Metadata-Version: 2.1
Name: qiskit-quantuminspire
Version: 0.1.1
Summary: Qiskit provider for Quantum Inspire backends 
Home-page: https://www.quantum-inspire.com
Author: Quantum Inspire
Author-email: support@quantum-inspire.com
Requires-Python: >=3.9,<4.0
Classifier: Development Status :: 4 - Beta
Classifier: License :: OSI Approved :: Apache Software License
Classifier: Programming Language :: Python :: 3
Classifier: Programming Language :: Python :: 3.9
Classifier: Programming Language :: Python :: 3.10
Classifier: Programming Language :: Python :: 3.11
Classifier: Programming Language :: Python :: 3.12
Requires-Dist: opensquirrel (>=0.1.0,<0.2.0)
Requires-Dist: pydantic (>=2.9.2,<3.0.0)
Requires-Dist: qi-compute-api-client (>=0.35.0,<0.36.0)
Requires-Dist: qiskit (>=1.2.0,<2.0.0)
Requires-Dist: requests (>=2.32.3,<3.0.0)
Project-URL: Repository, https://github.com/qutech-delft/qiskit-quantuminspire
Description-Content-Type: text/markdown

# Qiskit Quantum Inspire Provider

[![License](https://img.shields.io/github/license/qutech-delft/qiskit-quantuminspire.svg?style=popout-square)](https://opensource.org/licenses/Apache-2.0)

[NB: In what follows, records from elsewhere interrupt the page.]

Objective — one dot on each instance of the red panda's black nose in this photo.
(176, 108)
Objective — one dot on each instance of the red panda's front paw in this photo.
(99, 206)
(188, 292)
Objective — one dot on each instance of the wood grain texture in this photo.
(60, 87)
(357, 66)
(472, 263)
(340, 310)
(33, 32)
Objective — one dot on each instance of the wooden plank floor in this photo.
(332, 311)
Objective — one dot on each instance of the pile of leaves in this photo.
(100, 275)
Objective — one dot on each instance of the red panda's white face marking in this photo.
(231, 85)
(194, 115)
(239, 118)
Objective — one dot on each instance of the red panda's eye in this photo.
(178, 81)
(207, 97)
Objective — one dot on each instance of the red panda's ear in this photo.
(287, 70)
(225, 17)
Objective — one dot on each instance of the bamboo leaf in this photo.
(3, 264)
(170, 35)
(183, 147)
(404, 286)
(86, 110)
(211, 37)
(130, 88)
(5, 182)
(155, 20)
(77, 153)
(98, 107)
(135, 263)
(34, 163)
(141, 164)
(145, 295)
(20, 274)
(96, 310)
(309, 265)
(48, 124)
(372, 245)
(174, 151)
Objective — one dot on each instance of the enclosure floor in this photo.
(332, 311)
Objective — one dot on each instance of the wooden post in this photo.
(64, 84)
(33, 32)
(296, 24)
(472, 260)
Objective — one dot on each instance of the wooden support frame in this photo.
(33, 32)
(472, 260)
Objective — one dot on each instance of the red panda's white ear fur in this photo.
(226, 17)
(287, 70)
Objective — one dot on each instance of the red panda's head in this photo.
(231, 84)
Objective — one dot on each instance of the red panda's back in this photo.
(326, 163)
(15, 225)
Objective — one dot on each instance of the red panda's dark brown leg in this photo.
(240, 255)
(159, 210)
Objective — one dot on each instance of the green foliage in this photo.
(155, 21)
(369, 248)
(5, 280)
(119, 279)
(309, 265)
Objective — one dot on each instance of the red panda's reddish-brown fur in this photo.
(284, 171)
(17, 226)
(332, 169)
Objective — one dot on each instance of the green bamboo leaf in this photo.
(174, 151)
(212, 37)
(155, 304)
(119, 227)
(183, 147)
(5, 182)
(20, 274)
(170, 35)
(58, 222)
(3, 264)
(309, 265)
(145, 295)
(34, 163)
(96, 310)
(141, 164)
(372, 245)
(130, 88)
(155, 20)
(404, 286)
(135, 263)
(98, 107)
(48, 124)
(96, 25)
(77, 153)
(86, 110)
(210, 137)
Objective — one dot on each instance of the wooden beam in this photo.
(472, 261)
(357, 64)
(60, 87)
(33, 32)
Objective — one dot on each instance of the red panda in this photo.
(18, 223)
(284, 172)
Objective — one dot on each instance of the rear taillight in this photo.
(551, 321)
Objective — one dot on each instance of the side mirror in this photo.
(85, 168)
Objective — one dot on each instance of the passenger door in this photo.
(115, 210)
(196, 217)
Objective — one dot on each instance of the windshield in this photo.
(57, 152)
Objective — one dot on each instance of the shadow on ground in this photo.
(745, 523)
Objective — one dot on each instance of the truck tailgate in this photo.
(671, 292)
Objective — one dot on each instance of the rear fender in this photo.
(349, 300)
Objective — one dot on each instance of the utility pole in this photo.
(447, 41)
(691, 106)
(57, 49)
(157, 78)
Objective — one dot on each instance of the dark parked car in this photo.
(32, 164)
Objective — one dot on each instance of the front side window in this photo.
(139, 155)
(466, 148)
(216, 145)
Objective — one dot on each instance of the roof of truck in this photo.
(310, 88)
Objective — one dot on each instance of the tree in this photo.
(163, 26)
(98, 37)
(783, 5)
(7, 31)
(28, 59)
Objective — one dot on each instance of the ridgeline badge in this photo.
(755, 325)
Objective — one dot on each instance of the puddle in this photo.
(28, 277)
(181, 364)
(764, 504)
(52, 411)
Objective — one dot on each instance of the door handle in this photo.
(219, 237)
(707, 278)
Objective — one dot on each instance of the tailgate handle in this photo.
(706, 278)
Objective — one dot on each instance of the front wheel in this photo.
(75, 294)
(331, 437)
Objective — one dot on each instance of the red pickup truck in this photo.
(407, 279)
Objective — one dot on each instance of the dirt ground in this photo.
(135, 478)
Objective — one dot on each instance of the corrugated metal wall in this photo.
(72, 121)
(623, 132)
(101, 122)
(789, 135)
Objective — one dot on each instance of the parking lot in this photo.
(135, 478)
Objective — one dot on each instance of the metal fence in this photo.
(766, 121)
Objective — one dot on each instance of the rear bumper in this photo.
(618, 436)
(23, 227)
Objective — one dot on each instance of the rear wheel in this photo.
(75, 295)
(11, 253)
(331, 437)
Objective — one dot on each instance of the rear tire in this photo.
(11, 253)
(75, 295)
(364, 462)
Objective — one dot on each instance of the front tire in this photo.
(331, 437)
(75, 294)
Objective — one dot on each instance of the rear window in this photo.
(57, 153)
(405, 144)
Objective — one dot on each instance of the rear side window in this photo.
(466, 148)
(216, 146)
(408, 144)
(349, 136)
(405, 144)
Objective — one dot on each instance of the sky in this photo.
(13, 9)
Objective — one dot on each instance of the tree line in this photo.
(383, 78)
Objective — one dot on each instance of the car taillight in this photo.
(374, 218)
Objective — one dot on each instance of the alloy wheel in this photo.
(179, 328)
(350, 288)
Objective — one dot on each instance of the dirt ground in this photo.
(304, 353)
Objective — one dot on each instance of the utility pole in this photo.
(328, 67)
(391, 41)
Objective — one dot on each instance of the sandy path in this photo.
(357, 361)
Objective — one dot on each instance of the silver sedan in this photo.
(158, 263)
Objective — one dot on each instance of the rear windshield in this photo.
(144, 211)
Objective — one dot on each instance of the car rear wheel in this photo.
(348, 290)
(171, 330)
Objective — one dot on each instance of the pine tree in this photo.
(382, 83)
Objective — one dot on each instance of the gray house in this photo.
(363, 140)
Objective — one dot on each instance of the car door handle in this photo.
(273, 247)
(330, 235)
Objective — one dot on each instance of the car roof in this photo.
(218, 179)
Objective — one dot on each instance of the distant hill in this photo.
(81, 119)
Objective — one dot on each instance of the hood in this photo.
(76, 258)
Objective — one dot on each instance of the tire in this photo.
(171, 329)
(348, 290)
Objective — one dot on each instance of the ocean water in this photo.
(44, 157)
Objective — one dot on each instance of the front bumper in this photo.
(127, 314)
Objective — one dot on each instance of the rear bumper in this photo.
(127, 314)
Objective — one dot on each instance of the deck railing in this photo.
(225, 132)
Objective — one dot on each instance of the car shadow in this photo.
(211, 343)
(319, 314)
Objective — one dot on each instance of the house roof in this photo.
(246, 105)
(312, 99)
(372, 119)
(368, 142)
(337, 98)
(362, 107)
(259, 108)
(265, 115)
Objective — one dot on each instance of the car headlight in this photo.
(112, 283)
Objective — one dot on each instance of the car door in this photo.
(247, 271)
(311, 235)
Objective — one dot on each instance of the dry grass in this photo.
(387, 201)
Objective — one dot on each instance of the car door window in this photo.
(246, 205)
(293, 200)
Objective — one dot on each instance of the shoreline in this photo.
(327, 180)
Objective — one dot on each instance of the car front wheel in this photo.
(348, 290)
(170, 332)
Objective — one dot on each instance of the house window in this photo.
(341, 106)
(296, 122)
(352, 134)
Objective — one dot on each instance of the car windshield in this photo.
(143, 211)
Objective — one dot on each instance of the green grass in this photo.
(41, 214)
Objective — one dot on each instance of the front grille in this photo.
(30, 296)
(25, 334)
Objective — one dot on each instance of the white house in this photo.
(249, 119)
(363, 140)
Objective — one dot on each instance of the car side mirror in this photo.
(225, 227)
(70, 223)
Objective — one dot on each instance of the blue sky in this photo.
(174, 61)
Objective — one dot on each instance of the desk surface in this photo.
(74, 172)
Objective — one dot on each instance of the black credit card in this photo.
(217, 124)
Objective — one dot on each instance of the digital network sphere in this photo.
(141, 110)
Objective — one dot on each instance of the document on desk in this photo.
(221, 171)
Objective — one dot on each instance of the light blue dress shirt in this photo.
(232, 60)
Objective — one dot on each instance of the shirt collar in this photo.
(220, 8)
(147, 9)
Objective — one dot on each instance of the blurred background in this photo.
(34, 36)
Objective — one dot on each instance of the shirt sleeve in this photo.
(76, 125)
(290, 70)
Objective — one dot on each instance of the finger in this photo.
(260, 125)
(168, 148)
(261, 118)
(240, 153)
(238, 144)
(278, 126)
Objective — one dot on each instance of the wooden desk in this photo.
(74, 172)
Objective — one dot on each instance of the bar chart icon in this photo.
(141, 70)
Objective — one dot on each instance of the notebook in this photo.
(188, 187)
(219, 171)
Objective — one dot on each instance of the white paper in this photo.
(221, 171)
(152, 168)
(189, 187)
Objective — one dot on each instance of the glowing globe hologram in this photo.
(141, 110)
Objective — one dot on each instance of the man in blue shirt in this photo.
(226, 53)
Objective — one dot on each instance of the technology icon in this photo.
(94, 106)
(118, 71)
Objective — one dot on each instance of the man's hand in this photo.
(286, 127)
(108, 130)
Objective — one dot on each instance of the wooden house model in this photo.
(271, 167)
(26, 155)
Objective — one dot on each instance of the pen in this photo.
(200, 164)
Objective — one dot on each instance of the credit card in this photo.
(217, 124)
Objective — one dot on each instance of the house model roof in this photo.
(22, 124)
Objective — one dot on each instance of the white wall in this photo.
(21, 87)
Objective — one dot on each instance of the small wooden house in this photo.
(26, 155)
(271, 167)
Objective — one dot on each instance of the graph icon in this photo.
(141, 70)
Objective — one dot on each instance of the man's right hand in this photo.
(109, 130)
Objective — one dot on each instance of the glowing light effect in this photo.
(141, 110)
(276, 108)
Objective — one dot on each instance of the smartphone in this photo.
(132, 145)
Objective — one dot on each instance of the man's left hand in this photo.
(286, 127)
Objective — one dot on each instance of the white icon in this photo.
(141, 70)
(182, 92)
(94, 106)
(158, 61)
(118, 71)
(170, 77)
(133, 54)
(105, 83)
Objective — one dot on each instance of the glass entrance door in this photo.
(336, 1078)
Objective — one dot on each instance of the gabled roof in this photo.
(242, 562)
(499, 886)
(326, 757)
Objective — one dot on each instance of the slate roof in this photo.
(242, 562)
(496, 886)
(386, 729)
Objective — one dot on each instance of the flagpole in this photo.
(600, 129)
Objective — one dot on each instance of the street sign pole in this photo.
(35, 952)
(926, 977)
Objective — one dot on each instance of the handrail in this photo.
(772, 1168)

**Qiskit** is an open-source SDK for working with quantum computers at the level of circuits, algorithms, and application modules.

This project contains a provider that allows access to **[Quantum Inspire]** quantum systems.

## API Access

...

## Installation

You can install the provider using pip:

```bash
pip install qiskit-quantuminspire
```

## Provider Setup

To instantiate the provider, make sure you have an access token then create a provider:

```python
from qiskit_quantuminspire import QIProvider

provider = QIProvider()
```

Once the provider has been instantiated, it may be used to access supported backends:

```python
# Show all current supported backends:
print(provider.backends())

# Get Quantum Inspire's simulator backend:
simulator_backend = provider.get_backend("qx_emulator")
```

### Submitting a Circuit

Once a backend has been specified, it may be used to submit circuits.
For example, running a Bell State:

```python
from qiskit import QuantumCircuit

# Create a basic Bell State circuit:
qc = QuantumCircuit(2, 2)
qc.h(0)
qc.cx(0, 1)
qc.measure([0, 1], [0, 1])

# Run the circuit on Quantum Inspire's platform:
job = simulator_backend.run(qc)

# Print the results.
print(job.result().get_counts())

# Get results with a different aggregation method when debiasing
# is applied as an error mitigation strategy
print(job.result(sharpen=True).get_counts())

# The simulator specifically provides the the ideal probabilities and creates
# counts by sampling from these probabilities. The raw probabilities are also accessible:
print(job.result().get_probabilities())
```

## Contributing

...

## Running Tests

This package uses the [pytest](https://docs.pytest.org/en/stable/) test runner, and other packages
for mocking interfactions, reporting coverage, etc.
These can be installed with `poetry install`.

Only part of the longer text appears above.